When I took over the company, I threw myself into deep water, but I’m thankful that this job has allowed me to work flexibly while expanding my family over the years. Having my third child definitely tipped my balance a lot, but in the end it taught me that you simply have to prioritise and make compromises. Singapore is regarded as a transitional place, but I’ve always had a steady network of inspirational women around me, including my team, who’ve been a great support. When it comes to making time for family, I always feel like I’m performing a juggling act; but when guilty feelings creep in, I believe in stopping and being grateful for what I have. Of course, I’d love to spend more time with my kids like some other mums do, but when I look at the bigger picture I know I’m very lucky. I’m able to work every day, managing a beautiful team in a positive environment, yet I’m also able to wake up with my children, have breakfast with them and see them off to school. I try to put a positive spin on everything, and I think it’s important that my children can look up to me as a good role model – someone who works hard, yet loves what she does. Ultimately, though, what keeps me going is seeing the women around me achieving great things every day.

Fitness in Singapore
“Ultimately, what keeps me going is seeing the women around me achieving great things every day”


What are your plans?
I definitely want to take on more trainers, ones who have different niches and specialties. Also, having created a balanced daily routine for myself, I want to be able to give that opportunity to other mums who want to work flexibly. Next, I want to work on our class schedules. These days, it seems to be more affordable for people to attend a few sessions a week, so I want to make sure we have a diverse timetable and a great range of classes on offer at all times. In the longer term, I’d love to open more Body Temples around Asia – in Jakarta and Bangkok, for example – to provide our services for both the locals and expats there. Maybe I’ll consider that in my next five-year plan!

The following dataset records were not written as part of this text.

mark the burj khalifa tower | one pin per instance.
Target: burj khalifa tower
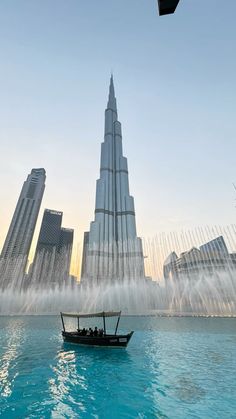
(112, 250)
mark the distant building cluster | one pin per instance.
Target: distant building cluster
(210, 257)
(53, 252)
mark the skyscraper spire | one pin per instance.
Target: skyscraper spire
(112, 99)
(112, 249)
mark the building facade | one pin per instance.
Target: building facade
(111, 248)
(16, 248)
(211, 257)
(53, 252)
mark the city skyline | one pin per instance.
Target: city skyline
(179, 116)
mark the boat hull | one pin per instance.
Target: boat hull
(113, 341)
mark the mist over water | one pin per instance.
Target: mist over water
(201, 295)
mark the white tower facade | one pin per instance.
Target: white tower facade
(19, 237)
(112, 249)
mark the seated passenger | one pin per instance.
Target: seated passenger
(84, 332)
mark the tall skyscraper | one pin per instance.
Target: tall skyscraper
(19, 237)
(112, 249)
(53, 252)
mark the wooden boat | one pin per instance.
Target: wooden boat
(100, 338)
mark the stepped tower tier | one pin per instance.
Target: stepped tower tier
(112, 249)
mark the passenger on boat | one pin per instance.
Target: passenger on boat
(90, 332)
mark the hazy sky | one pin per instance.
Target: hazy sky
(175, 86)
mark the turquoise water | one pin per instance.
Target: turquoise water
(172, 368)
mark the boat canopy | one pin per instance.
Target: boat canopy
(90, 315)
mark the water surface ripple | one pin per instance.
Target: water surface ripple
(173, 368)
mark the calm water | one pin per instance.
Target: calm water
(173, 368)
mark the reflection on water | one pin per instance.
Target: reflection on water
(188, 391)
(172, 369)
(9, 354)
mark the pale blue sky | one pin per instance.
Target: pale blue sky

If you had any advice for other female entrepreneurs, what would it be?
Follow your gut feeling and go for it. If you’re doing what you love and love what you do, I believe the money will come. Even if it doesn’t go as planned, you’ll have learnt something from the experience. There’s no such thing as failure. My other piece of advice is not to see people just as dollar signs. Listen to their needs, and be willing to make a difference to their lives with your service. In business, people really do connect to those with good intentions. To me, honesty and transparency are the way forward. That’s my mantra, and that means I can go to bed at night feeling good about myself.